At graduation we had all agreed to meet and introduce each other to our parents and other family members. The three never showed, nor did they try to contact me to explain or to say goodbye. They just vanished. I remember feeling hurt at the time but moved on with my life.
I never heard from them again, until recently.
Two of the three contacted me to see if I was planning to attend our 45th reunion, just as if nothing had happened. I kept my response light and friendly but made it clear that I had no plans to attend.
My two closest college friends are not going, either.
While I forgive these women, I do not trust them. I feel that if we got together in order to renew our relationship, I would need to confront them over how they hurt me.

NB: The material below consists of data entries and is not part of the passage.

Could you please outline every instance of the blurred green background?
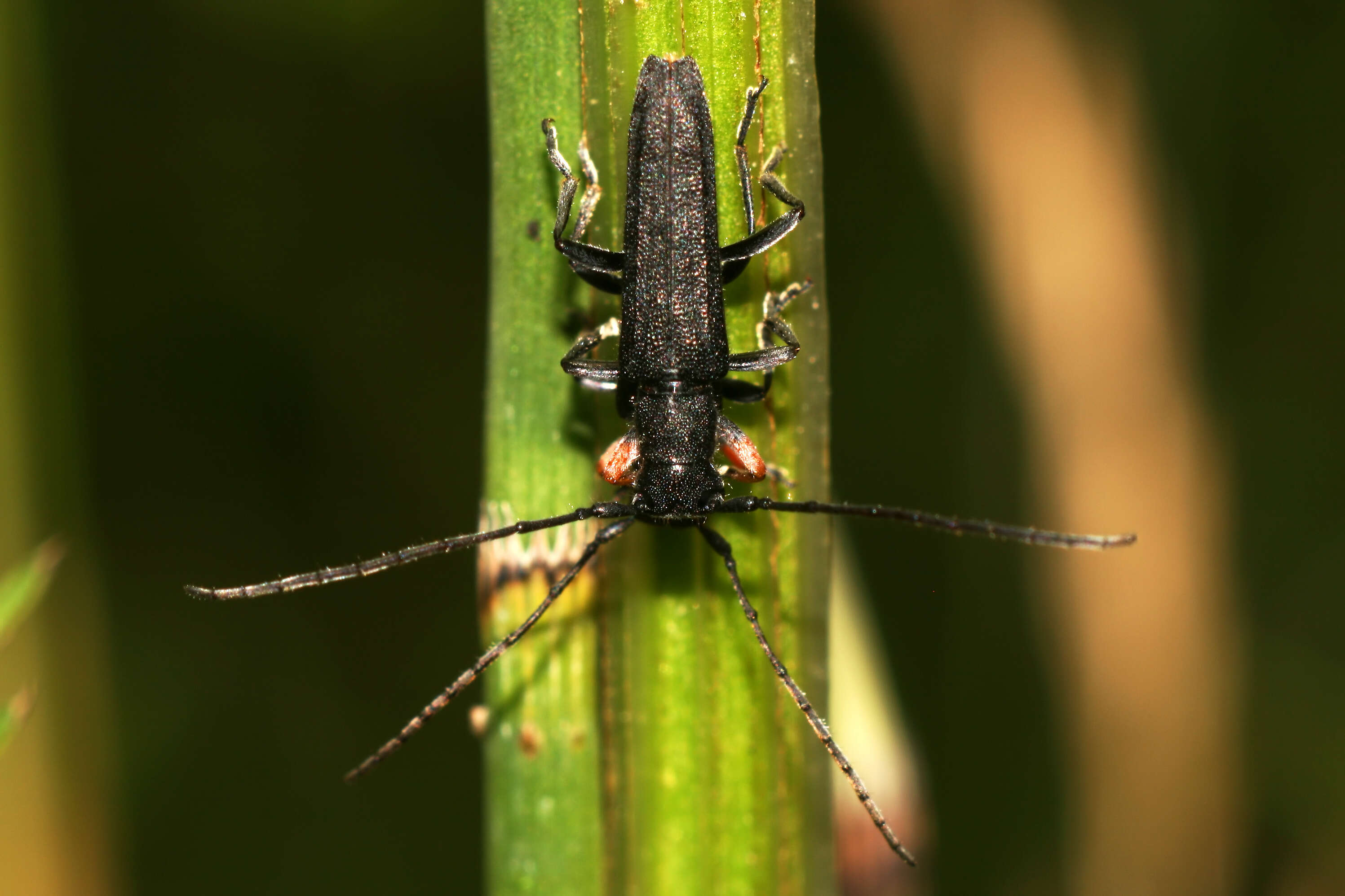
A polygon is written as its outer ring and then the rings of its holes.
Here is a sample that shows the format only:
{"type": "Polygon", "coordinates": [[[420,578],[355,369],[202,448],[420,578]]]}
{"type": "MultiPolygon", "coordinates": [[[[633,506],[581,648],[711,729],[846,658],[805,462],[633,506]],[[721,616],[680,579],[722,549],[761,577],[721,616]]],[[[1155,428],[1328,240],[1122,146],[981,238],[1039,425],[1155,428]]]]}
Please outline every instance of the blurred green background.
{"type": "MultiPolygon", "coordinates": [[[[476,892],[471,700],[340,786],[473,656],[471,559],[237,606],[180,586],[473,527],[479,4],[5,1],[7,107],[46,136],[0,163],[50,189],[19,191],[0,230],[32,274],[5,344],[27,359],[40,478],[27,543],[0,560],[65,532],[98,580],[101,633],[63,611],[69,588],[40,613],[55,668],[104,645],[100,873],[136,893],[476,892]]],[[[1342,892],[1345,4],[1064,13],[1131,46],[1197,297],[1189,364],[1229,472],[1245,762],[1244,868],[1225,892],[1342,892]]],[[[1018,399],[874,40],[819,3],[835,494],[1021,520],[1018,399]]],[[[928,775],[929,892],[1065,892],[1063,747],[1024,552],[851,532],[928,775]]],[[[48,707],[77,704],[71,681],[51,673],[48,707]]],[[[62,717],[65,750],[97,743],[101,717],[62,717]]]]}

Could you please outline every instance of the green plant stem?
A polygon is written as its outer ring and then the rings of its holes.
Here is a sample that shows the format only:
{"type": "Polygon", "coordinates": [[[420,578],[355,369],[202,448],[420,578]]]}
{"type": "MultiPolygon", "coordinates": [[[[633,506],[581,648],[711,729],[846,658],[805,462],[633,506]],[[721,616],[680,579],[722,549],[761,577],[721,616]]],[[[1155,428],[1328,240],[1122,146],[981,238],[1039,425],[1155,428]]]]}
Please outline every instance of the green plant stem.
{"type": "MultiPolygon", "coordinates": [[[[725,243],[745,235],[732,150],[744,90],[771,78],[748,142],[753,168],[787,142],[780,173],[808,216],[728,290],[733,349],[755,344],[768,286],[804,275],[816,286],[787,312],[804,352],[777,373],[772,399],[726,410],[796,482],[788,492],[763,484],[759,493],[824,496],[827,333],[811,3],[561,8],[492,0],[488,9],[495,192],[487,501],[534,516],[611,494],[596,488],[592,465],[624,423],[609,396],[578,392],[558,359],[576,332],[566,328],[573,309],[600,321],[617,308],[582,286],[550,246],[558,177],[546,165],[539,120],[555,118],[572,163],[586,134],[605,191],[586,239],[619,249],[635,75],[646,55],[667,52],[695,56],[705,75],[725,243]],[[529,238],[530,220],[541,240],[529,238]]],[[[780,214],[773,199],[757,195],[759,223],[780,214]]],[[[733,543],[776,650],[823,700],[824,520],[760,514],[712,523],[733,543]]],[[[554,549],[554,536],[546,544],[554,549]]],[[[491,639],[535,606],[546,582],[537,571],[495,587],[499,556],[483,555],[491,639]]],[[[830,892],[830,760],[757,647],[718,557],[694,531],[635,527],[605,551],[603,567],[601,587],[581,578],[557,604],[562,614],[494,670],[492,892],[830,892]]]]}

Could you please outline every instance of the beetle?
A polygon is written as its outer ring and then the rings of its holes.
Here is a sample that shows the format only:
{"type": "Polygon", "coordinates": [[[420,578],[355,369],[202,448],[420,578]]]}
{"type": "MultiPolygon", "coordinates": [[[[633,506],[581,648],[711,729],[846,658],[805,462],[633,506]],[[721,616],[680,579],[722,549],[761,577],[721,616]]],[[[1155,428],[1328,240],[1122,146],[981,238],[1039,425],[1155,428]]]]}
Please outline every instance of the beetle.
{"type": "Polygon", "coordinates": [[[760,482],[772,469],[746,434],[724,414],[724,402],[760,402],[768,395],[772,371],[794,360],[800,349],[799,340],[781,312],[810,287],[804,281],[792,283],[780,293],[768,292],[763,302],[763,318],[757,325],[757,347],[741,353],[729,352],[724,285],[738,277],[753,255],[783,239],[806,214],[803,201],[785,189],[775,173],[784,156],[784,146],[776,146],[763,164],[757,180],[788,211],[756,230],[745,140],[767,85],[768,81],[763,79],[746,90],[746,106],[736,133],[733,152],[748,236],[729,246],[720,246],[718,239],[714,132],[701,70],[693,58],[648,56],[640,69],[627,144],[623,251],[582,240],[600,196],[597,175],[582,141],[580,161],[589,187],[580,201],[574,228],[570,236],[565,236],[578,180],[560,152],[553,121],[542,121],[547,156],[562,176],[551,230],[555,249],[584,281],[621,297],[620,318],[581,333],[561,359],[561,368],[586,388],[615,394],[617,412],[628,422],[629,429],[603,453],[597,469],[605,481],[631,489],[629,501],[601,501],[558,516],[519,520],[503,528],[430,541],[371,560],[261,584],[237,588],[186,587],[187,594],[202,599],[256,598],[360,578],[511,535],[589,519],[609,521],[516,629],[482,654],[395,737],[351,770],[346,775],[347,780],[369,772],[398,750],[425,721],[527,634],[604,544],[636,521],[662,527],[694,527],[724,562],[742,613],[776,676],[850,782],[888,845],[913,865],[911,853],[892,832],[826,723],[772,649],[757,611],[742,590],[732,545],[707,525],[709,517],[780,510],[889,519],[946,532],[1065,548],[1103,549],[1134,543],[1134,535],[1048,532],[904,508],[777,501],[753,494],[725,497],[725,476],[742,482],[760,482]],[[619,339],[617,360],[592,359],[593,349],[608,339],[619,339]],[[764,375],[761,384],[732,376],[749,371],[764,375]],[[728,465],[716,466],[717,453],[724,454],[728,465]]]}

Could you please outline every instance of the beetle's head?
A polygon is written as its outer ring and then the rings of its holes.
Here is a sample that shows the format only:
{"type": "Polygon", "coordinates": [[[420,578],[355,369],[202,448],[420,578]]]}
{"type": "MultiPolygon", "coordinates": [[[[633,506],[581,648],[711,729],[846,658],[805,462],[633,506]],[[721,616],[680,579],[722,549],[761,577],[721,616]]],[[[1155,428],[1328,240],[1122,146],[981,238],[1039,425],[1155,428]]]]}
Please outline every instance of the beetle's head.
{"type": "Polygon", "coordinates": [[[631,506],[663,525],[697,525],[724,501],[724,480],[709,461],[658,463],[644,458],[631,506]]]}

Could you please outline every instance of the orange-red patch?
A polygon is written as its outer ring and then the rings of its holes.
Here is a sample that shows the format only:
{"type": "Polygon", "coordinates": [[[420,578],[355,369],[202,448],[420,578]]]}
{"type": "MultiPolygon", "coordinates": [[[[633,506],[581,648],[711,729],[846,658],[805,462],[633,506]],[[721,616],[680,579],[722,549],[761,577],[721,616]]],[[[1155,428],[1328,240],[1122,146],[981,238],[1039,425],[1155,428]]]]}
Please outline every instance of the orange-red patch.
{"type": "MultiPolygon", "coordinates": [[[[733,429],[737,430],[737,427],[733,429]]],[[[765,461],[761,459],[761,453],[756,450],[756,445],[742,430],[737,430],[733,438],[721,439],[720,450],[729,461],[728,476],[730,478],[740,482],[760,482],[765,478],[765,461]]]]}
{"type": "Polygon", "coordinates": [[[635,430],[612,442],[597,461],[597,474],[612,485],[635,485],[640,472],[640,439],[635,430]]]}

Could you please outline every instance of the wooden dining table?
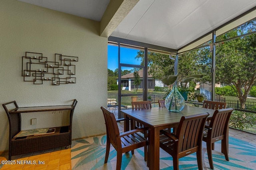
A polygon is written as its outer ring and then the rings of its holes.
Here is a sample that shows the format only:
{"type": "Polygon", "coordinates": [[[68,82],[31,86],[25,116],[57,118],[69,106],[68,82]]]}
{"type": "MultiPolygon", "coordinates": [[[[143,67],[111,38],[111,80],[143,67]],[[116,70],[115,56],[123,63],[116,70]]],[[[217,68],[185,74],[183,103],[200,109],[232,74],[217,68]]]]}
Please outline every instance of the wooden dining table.
{"type": "MultiPolygon", "coordinates": [[[[179,113],[170,112],[166,107],[153,107],[141,109],[122,110],[125,118],[142,123],[149,128],[149,157],[150,170],[159,170],[160,160],[160,131],[162,129],[177,127],[182,116],[188,116],[207,112],[208,118],[213,115],[215,110],[186,106],[179,113]]],[[[124,122],[124,130],[130,129],[128,119],[124,122]]],[[[132,128],[132,127],[131,127],[132,128]]],[[[149,160],[148,159],[149,159],[149,160]]]]}

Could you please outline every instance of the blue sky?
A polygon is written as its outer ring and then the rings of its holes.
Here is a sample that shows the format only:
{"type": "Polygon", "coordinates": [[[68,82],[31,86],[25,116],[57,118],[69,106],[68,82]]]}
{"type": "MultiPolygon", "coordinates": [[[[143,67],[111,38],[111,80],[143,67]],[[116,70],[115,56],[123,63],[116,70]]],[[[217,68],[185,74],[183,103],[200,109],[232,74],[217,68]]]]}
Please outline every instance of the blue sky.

Frankly, I’m just not interested in doing this. My philosophy is to either forgive and let go, or, if you cannot, then confront and try to work it out.
I forgave them long ago, but does that mean we can just pick up where we left off?
Am I being petty?
Moved On
Dear Moved On: You are not being petty. You are making a choice, based on your instincts.
Your two closer friends are not attending, and so the only reason I could imagine you wanting to go – and it’s a strong one – is curiosity.
Don’t you wonder how these mean girls turned out? Aren’t you curious about how they would respond if you asked them to explain the dynamic and their behavior from so long ago?
Understand that there is a likelihood that they would brush off your query by claiming not to remember this episode; there is also the possibility that they would, as a group, find a way to blame you for it.
But these landmark reunions can be occasions where people close a circle around questions from their past. They also offer opportunities to renew or form friendships with people you didn’t know very well back then.
I applaud your willingness to forgive these three, and your story illustrates perfectly the truism that forgiveness is a liberating virtue.
But forgetting? That is another matter.
Dear Amy: Responding to “Frustrated Mom,” whose mother-in-law wouldn’t abide by her “rules” for the kids, I have a saying: “What goes on at Grandma’s house stays at Grandma’s house!”
This grandmother is probably doing these parents a favor babysitting, and parents have the audacity to complain!
I did not like your answer.
Grandma
Dear Grandma: As long as you compare your home to Las Vegas, the kids might love you, but their parents should be wary.